Opinioni

La Chiesa ascolta i ragazzi di oggi. Marce e vie di marzo: la giovane cetra di David

Rosanna Virgili giovedì 29 marzo 2018

È una bella coincidenza quella di questi giorni tra l’inizio della primavera e i bagliori della Pasqua, così come tra l’incontro dei giovani a Roma, convenuti da tutti i continenti in vista del Sinodo, e la straordinaria marcia americana dei ragazzi per dire 'no' alle armi e ai loro fabbricanti. Son fatti, non parole come le tante che si stanno spendendo nel dopo-elezioni italiane... Son prodigi di Marzo – non di Maggio, questa volta... – che si manifestano con una forza solida, valida, consapevole e degna di grande attenzione. Un popolo di giovani che esce, si esprime e seppellisce in pochi gesti, sia la nostalgia pessimista dei 'vecchi' ribelli di un tempo, sia la rozzezza incapace di tanti attuali governanti. Che fa scoprire la miopia di chi pensa di poter dare o negare ai giovani il futuro e non capisce che saranno loro ad aprirlo e a navigarlo. Che sono già loro a preoccuparsi di custodire e coltivare la vita, mostrando di averne un senso sacro, di attribuirle un valore più grande di ogni spregevole profitto.

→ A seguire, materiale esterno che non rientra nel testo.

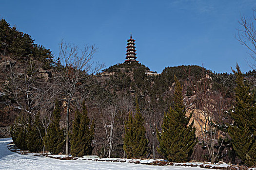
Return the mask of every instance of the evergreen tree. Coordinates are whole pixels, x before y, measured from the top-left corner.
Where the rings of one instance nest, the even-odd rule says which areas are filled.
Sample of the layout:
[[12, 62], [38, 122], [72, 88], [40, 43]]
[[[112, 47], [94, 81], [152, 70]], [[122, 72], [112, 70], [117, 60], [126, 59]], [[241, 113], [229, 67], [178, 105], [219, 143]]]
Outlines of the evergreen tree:
[[244, 83], [242, 73], [236, 64], [236, 71], [233, 70], [236, 79], [236, 104], [231, 116], [234, 124], [228, 130], [232, 138], [233, 147], [241, 158], [248, 166], [256, 165], [256, 103], [250, 87]]
[[27, 150], [26, 136], [27, 126], [24, 120], [24, 116], [20, 114], [15, 119], [15, 121], [11, 127], [11, 136], [15, 145], [21, 150]]
[[39, 119], [39, 116], [36, 115], [34, 123], [29, 124], [28, 127], [26, 142], [29, 151], [39, 152], [42, 151], [43, 147], [42, 138], [44, 135], [42, 123]]
[[71, 154], [76, 157], [90, 155], [93, 149], [92, 141], [94, 137], [94, 122], [93, 120], [89, 126], [90, 119], [84, 102], [82, 106], [81, 113], [78, 109], [76, 111], [70, 140]]
[[159, 142], [158, 151], [170, 161], [187, 161], [196, 144], [196, 129], [193, 124], [189, 125], [192, 117], [186, 116], [186, 110], [183, 102], [182, 87], [175, 75], [175, 90], [174, 106], [165, 112], [162, 124], [161, 133], [157, 130]]
[[127, 158], [133, 157], [135, 150], [134, 141], [135, 140], [135, 128], [134, 126], [133, 113], [130, 112], [128, 115], [128, 120], [125, 122], [124, 137], [123, 138], [123, 149]]
[[53, 154], [61, 152], [65, 142], [64, 131], [59, 127], [61, 111], [59, 102], [56, 101], [52, 117], [52, 123], [48, 127], [44, 138], [46, 150]]
[[127, 158], [142, 158], [146, 154], [148, 141], [146, 137], [144, 118], [139, 111], [136, 98], [136, 114], [133, 118], [132, 113], [129, 115], [125, 125], [123, 149]]

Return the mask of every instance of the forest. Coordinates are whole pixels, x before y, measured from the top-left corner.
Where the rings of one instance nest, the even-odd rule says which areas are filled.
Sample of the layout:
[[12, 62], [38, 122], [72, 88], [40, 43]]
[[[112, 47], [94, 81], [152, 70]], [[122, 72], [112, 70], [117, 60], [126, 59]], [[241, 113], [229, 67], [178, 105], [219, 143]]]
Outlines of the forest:
[[147, 75], [137, 62], [93, 64], [94, 46], [62, 40], [53, 56], [34, 42], [0, 20], [0, 126], [20, 149], [256, 166], [255, 69]]

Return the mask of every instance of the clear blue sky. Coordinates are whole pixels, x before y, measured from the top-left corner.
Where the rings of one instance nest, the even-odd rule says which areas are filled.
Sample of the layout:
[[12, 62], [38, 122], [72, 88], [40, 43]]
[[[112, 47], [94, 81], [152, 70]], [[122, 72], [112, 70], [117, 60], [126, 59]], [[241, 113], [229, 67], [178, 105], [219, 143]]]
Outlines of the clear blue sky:
[[235, 38], [241, 15], [255, 0], [1, 0], [0, 17], [57, 56], [62, 38], [98, 48], [95, 61], [106, 68], [125, 60], [126, 40], [136, 40], [138, 60], [160, 72], [197, 65], [231, 72], [250, 69], [245, 47]]

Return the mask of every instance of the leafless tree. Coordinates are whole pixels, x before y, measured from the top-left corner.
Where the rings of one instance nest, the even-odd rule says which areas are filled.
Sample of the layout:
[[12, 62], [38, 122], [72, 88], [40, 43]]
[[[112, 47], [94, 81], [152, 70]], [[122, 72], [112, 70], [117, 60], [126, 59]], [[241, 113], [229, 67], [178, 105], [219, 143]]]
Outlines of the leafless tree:
[[[203, 71], [202, 71], [203, 72]], [[204, 73], [196, 84], [191, 81], [191, 87], [194, 94], [189, 100], [191, 103], [189, 109], [194, 111], [193, 117], [195, 125], [197, 126], [198, 138], [206, 147], [212, 164], [218, 156], [222, 145], [224, 137], [221, 144], [218, 145], [218, 139], [225, 134], [221, 134], [220, 127], [223, 125], [225, 111], [223, 95], [220, 92], [211, 90], [210, 79], [205, 77]]]
[[14, 99], [14, 107], [34, 116], [54, 96], [52, 91], [48, 96], [52, 86], [42, 80], [41, 64], [32, 58], [22, 65], [11, 59], [5, 63], [4, 72], [7, 79], [3, 90]]
[[50, 82], [52, 80], [44, 72], [42, 63], [33, 58], [28, 58], [25, 62], [22, 63], [19, 61], [19, 58], [16, 60], [7, 57], [5, 58], [3, 72], [6, 81], [3, 89], [14, 100], [15, 103], [12, 103], [14, 108], [20, 109], [24, 117], [29, 115], [31, 118], [28, 123], [33, 123], [36, 115], [41, 118], [45, 134], [40, 135], [43, 140], [51, 113], [43, 110], [49, 111], [49, 106], [57, 94], [54, 84]]
[[256, 69], [256, 30], [254, 24], [256, 23], [256, 9], [253, 9], [253, 17], [250, 18], [242, 16], [239, 20], [241, 28], [237, 29], [238, 33], [235, 37], [240, 43], [246, 47], [248, 53], [253, 62], [248, 62], [249, 66]]
[[119, 96], [102, 111], [100, 122], [105, 131], [108, 143], [108, 157], [117, 146], [123, 143], [122, 135], [124, 120], [130, 111], [133, 109], [132, 100], [127, 96]]
[[108, 157], [110, 157], [112, 150], [112, 145], [114, 137], [116, 134], [117, 125], [116, 122], [116, 116], [118, 112], [118, 106], [116, 104], [111, 104], [107, 106], [105, 112], [102, 114], [101, 119], [101, 123], [105, 130], [107, 141], [109, 144]]
[[61, 65], [56, 67], [57, 85], [61, 99], [66, 102], [66, 155], [69, 154], [69, 111], [72, 101], [82, 98], [86, 89], [91, 85], [91, 75], [99, 71], [103, 64], [94, 65], [92, 59], [96, 52], [94, 46], [78, 46], [67, 44], [61, 41], [59, 44], [59, 58]]

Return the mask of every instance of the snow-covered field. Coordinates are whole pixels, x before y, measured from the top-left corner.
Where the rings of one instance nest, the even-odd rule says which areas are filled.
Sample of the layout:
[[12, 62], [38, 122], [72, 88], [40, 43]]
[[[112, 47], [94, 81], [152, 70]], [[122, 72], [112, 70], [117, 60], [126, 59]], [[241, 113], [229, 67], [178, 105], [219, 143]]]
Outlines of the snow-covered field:
[[88, 160], [59, 160], [33, 154], [12, 152], [7, 144], [10, 138], [0, 139], [0, 170], [204, 170], [207, 169], [175, 166], [152, 166], [131, 163], [99, 162]]

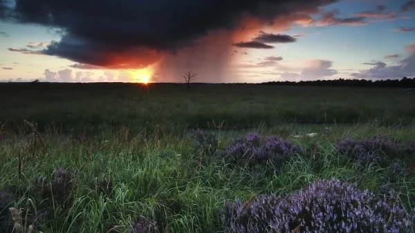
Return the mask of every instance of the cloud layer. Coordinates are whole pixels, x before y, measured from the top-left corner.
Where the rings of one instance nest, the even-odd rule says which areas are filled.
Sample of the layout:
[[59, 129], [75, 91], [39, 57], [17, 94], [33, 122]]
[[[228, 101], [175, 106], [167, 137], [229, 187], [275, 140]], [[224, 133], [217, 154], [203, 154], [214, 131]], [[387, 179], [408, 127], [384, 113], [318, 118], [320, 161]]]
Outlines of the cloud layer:
[[[368, 70], [360, 70], [359, 72], [352, 73], [351, 75], [358, 79], [396, 79], [415, 75], [415, 42], [404, 48], [409, 55], [399, 61], [396, 65], [388, 65], [382, 61], [365, 63], [364, 64], [373, 65], [373, 67]], [[394, 58], [398, 57], [396, 55], [392, 56]]]
[[163, 53], [194, 46], [210, 31], [240, 28], [247, 15], [266, 23], [335, 1], [16, 0], [12, 7], [10, 1], [0, 1], [3, 20], [62, 30], [61, 41], [37, 53], [111, 68], [145, 67]]

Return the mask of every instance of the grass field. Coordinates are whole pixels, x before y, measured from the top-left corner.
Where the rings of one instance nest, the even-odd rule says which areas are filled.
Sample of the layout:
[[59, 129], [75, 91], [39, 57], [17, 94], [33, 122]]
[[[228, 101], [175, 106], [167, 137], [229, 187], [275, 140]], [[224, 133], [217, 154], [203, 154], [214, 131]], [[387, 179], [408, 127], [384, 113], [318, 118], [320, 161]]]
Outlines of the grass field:
[[[251, 200], [332, 178], [376, 198], [394, 190], [409, 216], [414, 116], [415, 92], [405, 88], [1, 83], [0, 232], [19, 221], [9, 207], [21, 209], [25, 232], [240, 232], [223, 223], [227, 203], [242, 201], [245, 224]], [[249, 150], [230, 153], [250, 132], [299, 149], [258, 163]], [[389, 144], [339, 150], [347, 138], [357, 148], [376, 135]], [[413, 232], [408, 219], [396, 232]]]

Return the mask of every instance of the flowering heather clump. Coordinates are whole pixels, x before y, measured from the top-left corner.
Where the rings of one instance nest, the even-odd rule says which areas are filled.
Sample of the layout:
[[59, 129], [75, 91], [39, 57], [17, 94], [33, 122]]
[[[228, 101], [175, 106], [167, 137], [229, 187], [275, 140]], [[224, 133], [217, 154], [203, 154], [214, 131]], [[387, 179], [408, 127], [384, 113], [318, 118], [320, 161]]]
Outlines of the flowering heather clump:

«March for our lives» (giocando sulla parola 'march' che dice sia 'marzo' che 'marcia'), hanno scandito «per le nostre vite» in ottocentomila in questa primavera del 2018, gremendo le strade di Whashington, rivendicando più che civilmente, una vera custodia dell’esistenza umana contro l’orrenda propaganda di una difesa armata. Semplici e chiare le loro parole, senza un briciolo di retorica: « Kids not guns ». Figli non armi. Bambini non bombe. Scuola non barbarie. Cultura non guerra. Mostrando l’evidenza dell’assoluto contrasto tra la violenza e la vita, tra le pistole e la morte. Creature e futuro, non ipocriti, mortiferi interessi di pochi. Non c’è molto da pensare, è così semplice! Il «di più viene dal maligno» avrebbe detto Qualcuno... Altrettanto netta e forte è stata la parola della Young Church, la 'Chiesa giovane', venuta a Roma, dal 19 marzo scorso fino alla mattina di domenica 25, per una maratona di dialogo, dibattito, confronto. «Abbiate il coraggio di dire tutto ciò che pensate e sentite», ha chiesto loro papa Francesco, nel saluto iniziale.

Gli hanno ubbidito mostrando una maturità, un orizzonte di pensiero e una capacità di riflessione veramente alti, peraltro condivisi tra cattolici e cristiani di altre confessioni, credenti di diverse religioni e non credenti. Un convegno importante, uno stile nuovo e, allo stesso tempo, memore della Chiesa degli inizi; una bella lezione di metodo da parte cattolica. Una gioventù che rigenera la Chiesa. Ragazze e ragazzi dall’Africa, dall’America, dall’Asia, dall’Europa, muniti di una conoscenza limpida e profonda dei problemi dei loro Paesi; di una sensibilità politica internazionale che li fa parlare di razzismo e di emigrazione; di un lucido discernimento sui temi della tecnologia, delle insidie della rete, delle possibili derive quali la pigrizia, l’isolamento, la perdita dell’esercizio della memoria e la contrazione della creatività. Voci libere e di denuncia rivolte, poi, specificamente alla Chiesa «che è ancora maschilista», dice una ragazza nigeriana. E si pone l’interrogativo, sempre irrisolto, della piena dignità della donna: «Quali sono i luoghi nei quali le donne sono in grado di prosperare all’interno della Chiesa e della società?», chiede il documento finale. Forte e senza remore la richiesta alla Chiesa innanzitutto di non essere moralista, ma di essere 'credibile'; ad ammettere e a usare tolleranza zero verso: «Gli abusi sessuali e una cattiva amministrazione della ricchezza e del potere». E un accorato appello rivolto agli adulti in generale, affinché assumano le loro responsabilità: prendetevi cura di noi, dateci le parole, i valori, le regole per costruire un mondo buono e spazioso per tutti.

Dopo cinquant’anni dai figli del complesso di Edipo, ora i figli di un disperso Odisseo, stanno iniziando il loro 2018. Bravi, ragazzi. Ci surclassate alla grande... e ci stupite. Sarete voi a liberarci dall’amarezza sterile in cui ci siamo avvolti, come in una supponente e viscosa tela di ragno. Farete come David alla corte di Saul, quando il re soffriva di depressione: suonerete la cetra per noi. Ci guarirete con la vostra musica.